What's going on?
Comcast, the American media and cable TV giant, said on Tuesday that it will launch a US wireless service sometime next year. It shows how the line between media, cable and telecom companies continues to blur (more on that below).
What does this mean?
Comcast will take advantage of an agreement it made with Verizon five years ago that gives it the right to use Verizon’s wireless infrastructure (e.g. cellular towers) to run its own service. Comcast will probably offer customers a package involving home internet, TV channels and wireless connectivity. The idea for Comcast is that by providing another service to its customers, it will strengthen its overall relationship with them (a.k.a. increase stickiness / reduce churn). It will also provide Comcast with another stream of revenue.
Why should I care?
The bigger picture: Companies seem increasingly intent on owning the ecosystem in which their customers operate.
In a different but somewhat related bit of news, Netflix will be available on Comcast’s X1 cable boxes starting this week.
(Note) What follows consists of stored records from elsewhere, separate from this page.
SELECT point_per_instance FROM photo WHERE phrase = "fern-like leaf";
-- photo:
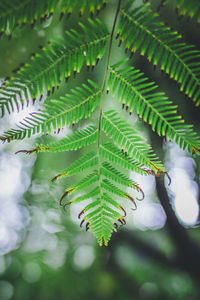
(111, 153)
(57, 61)
(75, 141)
(70, 109)
(83, 163)
(128, 139)
(142, 30)
(15, 13)
(136, 92)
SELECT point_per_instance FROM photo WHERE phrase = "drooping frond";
(136, 92)
(69, 109)
(113, 174)
(103, 209)
(187, 8)
(111, 188)
(190, 8)
(74, 141)
(128, 139)
(142, 30)
(15, 13)
(83, 163)
(111, 153)
(57, 61)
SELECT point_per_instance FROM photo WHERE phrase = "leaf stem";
(106, 71)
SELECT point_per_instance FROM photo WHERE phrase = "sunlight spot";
(149, 216)
(31, 272)
(6, 290)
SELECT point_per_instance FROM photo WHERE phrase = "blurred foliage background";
(44, 254)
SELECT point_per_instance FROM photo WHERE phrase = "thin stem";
(106, 71)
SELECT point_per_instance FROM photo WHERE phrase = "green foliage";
(116, 145)
(20, 12)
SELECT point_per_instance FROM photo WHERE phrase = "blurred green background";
(44, 254)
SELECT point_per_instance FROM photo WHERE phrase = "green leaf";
(142, 30)
(70, 109)
(136, 93)
(57, 61)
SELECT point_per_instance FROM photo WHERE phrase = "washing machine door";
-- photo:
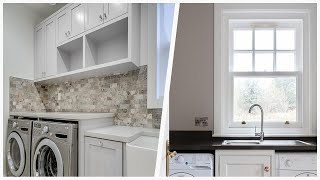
(47, 159)
(16, 155)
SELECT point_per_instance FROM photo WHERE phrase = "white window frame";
(274, 24)
(222, 14)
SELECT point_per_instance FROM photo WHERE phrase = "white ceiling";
(43, 10)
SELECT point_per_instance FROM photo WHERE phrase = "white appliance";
(142, 151)
(296, 164)
(191, 165)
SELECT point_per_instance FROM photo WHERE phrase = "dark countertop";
(202, 141)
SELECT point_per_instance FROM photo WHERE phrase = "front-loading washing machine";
(18, 147)
(54, 149)
(191, 165)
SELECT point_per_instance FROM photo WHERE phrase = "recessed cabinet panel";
(245, 163)
(107, 44)
(103, 157)
(63, 23)
(51, 48)
(77, 19)
(94, 15)
(114, 10)
(39, 52)
(70, 56)
(245, 166)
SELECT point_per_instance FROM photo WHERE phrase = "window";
(264, 54)
(160, 20)
(265, 69)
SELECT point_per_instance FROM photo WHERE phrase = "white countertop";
(73, 116)
(121, 133)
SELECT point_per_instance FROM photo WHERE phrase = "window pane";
(285, 39)
(285, 62)
(264, 62)
(242, 62)
(242, 39)
(277, 96)
(264, 39)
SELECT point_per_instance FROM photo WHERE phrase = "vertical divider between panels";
(274, 49)
(253, 49)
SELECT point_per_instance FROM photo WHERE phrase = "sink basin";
(265, 143)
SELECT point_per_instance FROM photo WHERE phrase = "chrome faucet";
(261, 134)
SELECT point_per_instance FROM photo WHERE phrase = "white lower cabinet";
(102, 157)
(256, 163)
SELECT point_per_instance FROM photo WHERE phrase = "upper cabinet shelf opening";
(107, 44)
(90, 40)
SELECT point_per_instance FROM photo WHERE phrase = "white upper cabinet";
(77, 19)
(82, 40)
(113, 10)
(63, 24)
(39, 64)
(244, 163)
(50, 47)
(94, 15)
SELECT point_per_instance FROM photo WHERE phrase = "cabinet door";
(39, 63)
(50, 47)
(102, 157)
(256, 163)
(63, 23)
(77, 19)
(255, 166)
(94, 15)
(113, 10)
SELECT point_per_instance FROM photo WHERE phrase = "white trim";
(152, 100)
(222, 90)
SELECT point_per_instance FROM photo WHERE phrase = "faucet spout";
(261, 134)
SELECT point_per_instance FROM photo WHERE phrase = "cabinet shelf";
(70, 56)
(111, 68)
(107, 44)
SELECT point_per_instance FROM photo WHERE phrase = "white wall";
(191, 91)
(18, 51)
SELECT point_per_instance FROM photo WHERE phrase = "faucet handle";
(255, 131)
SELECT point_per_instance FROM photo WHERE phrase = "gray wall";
(191, 92)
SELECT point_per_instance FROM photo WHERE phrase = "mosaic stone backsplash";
(24, 96)
(124, 94)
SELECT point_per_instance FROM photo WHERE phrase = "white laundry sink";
(141, 155)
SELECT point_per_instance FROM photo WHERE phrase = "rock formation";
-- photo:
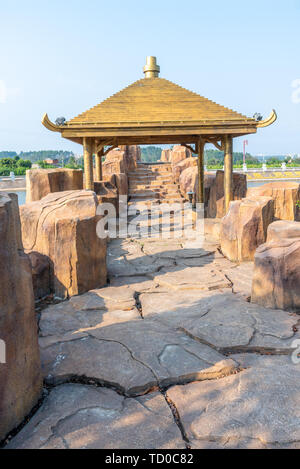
(62, 226)
(276, 277)
(178, 168)
(20, 376)
(40, 266)
(216, 207)
(244, 228)
(121, 160)
(285, 195)
(214, 187)
(40, 182)
(178, 154)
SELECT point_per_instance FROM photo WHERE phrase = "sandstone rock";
(114, 162)
(62, 226)
(122, 183)
(107, 193)
(214, 188)
(40, 266)
(121, 160)
(20, 376)
(276, 279)
(244, 228)
(179, 153)
(216, 207)
(252, 409)
(182, 165)
(85, 417)
(282, 229)
(40, 182)
(212, 227)
(165, 156)
(285, 195)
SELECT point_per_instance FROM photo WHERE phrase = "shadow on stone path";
(171, 354)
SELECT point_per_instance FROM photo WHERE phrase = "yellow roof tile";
(151, 100)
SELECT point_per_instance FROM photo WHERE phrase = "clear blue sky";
(62, 57)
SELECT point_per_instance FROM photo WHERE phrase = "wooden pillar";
(98, 162)
(200, 148)
(228, 172)
(88, 163)
(98, 159)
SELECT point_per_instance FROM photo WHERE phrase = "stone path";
(170, 355)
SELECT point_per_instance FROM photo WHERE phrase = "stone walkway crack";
(177, 418)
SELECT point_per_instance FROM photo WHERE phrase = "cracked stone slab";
(132, 356)
(256, 408)
(139, 283)
(241, 278)
(223, 320)
(187, 278)
(136, 266)
(76, 416)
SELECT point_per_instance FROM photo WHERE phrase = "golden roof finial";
(151, 69)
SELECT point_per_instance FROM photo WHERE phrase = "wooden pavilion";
(156, 111)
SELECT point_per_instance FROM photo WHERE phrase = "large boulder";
(179, 153)
(216, 203)
(20, 376)
(214, 188)
(244, 228)
(40, 267)
(62, 226)
(276, 278)
(115, 162)
(40, 182)
(178, 168)
(122, 160)
(286, 194)
(165, 156)
(283, 229)
(107, 193)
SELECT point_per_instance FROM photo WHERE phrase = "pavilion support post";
(200, 147)
(98, 161)
(88, 163)
(228, 172)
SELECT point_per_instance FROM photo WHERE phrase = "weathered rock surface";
(40, 267)
(276, 278)
(20, 376)
(216, 208)
(212, 227)
(132, 356)
(83, 417)
(62, 226)
(165, 156)
(222, 320)
(283, 229)
(285, 195)
(244, 227)
(256, 408)
(121, 160)
(178, 168)
(214, 188)
(179, 153)
(153, 329)
(40, 182)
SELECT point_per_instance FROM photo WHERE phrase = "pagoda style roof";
(151, 101)
(155, 109)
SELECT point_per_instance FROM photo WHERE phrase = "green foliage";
(7, 154)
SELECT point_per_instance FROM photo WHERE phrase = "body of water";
(261, 183)
(22, 194)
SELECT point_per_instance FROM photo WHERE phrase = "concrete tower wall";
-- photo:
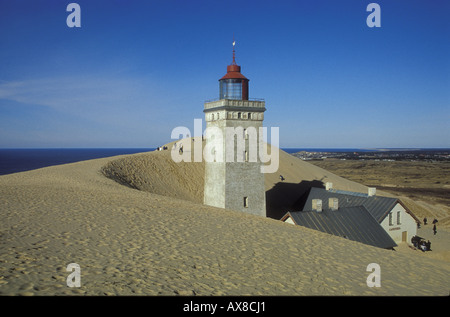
(237, 185)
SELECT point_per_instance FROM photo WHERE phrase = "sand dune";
(160, 240)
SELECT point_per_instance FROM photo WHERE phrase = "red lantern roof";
(233, 70)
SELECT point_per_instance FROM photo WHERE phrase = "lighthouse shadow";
(284, 197)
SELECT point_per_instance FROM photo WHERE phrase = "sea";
(20, 160)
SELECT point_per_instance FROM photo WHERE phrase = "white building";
(390, 213)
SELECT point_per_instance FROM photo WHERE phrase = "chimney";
(333, 203)
(317, 205)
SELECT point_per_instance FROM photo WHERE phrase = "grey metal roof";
(377, 206)
(353, 223)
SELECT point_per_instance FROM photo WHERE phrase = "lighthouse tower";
(233, 178)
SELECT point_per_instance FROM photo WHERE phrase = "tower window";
(245, 202)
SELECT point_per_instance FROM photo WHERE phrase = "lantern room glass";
(231, 89)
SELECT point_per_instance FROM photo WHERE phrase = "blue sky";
(135, 70)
In fact, Comcast’s description of its next generation home console (the XB6) sounds a lot like something you’d imagine from a tech company (e.g. Apple): a little thing that sits in your living and powers your TV, internet and other connected devices (e.g. the Internet of Things). Whether it’s Apple, Comcast or others, these companies want to own the space in which you’re operating – primarily so they can “upsell” you on more products/services.
For markets: As companies look to gain scale, it’s reasonable to expect some consolidation.
As the lines between industries blur and companies look to increase the scale of their operations, it’s normal for acquisitions to take place. AT&T’s acquisition of DirecTV in 2014 is one example. Verizon’s purchase of Yahoo’s media assets is another one (that’s a telecom company moving into media, which is the reverse of what Comcast is doing). Comcast is able to move into wireless easily because of its existing deal with Verizon – but it’s more common for a company to have to buy another one if it wants to beef up its presence in a new area.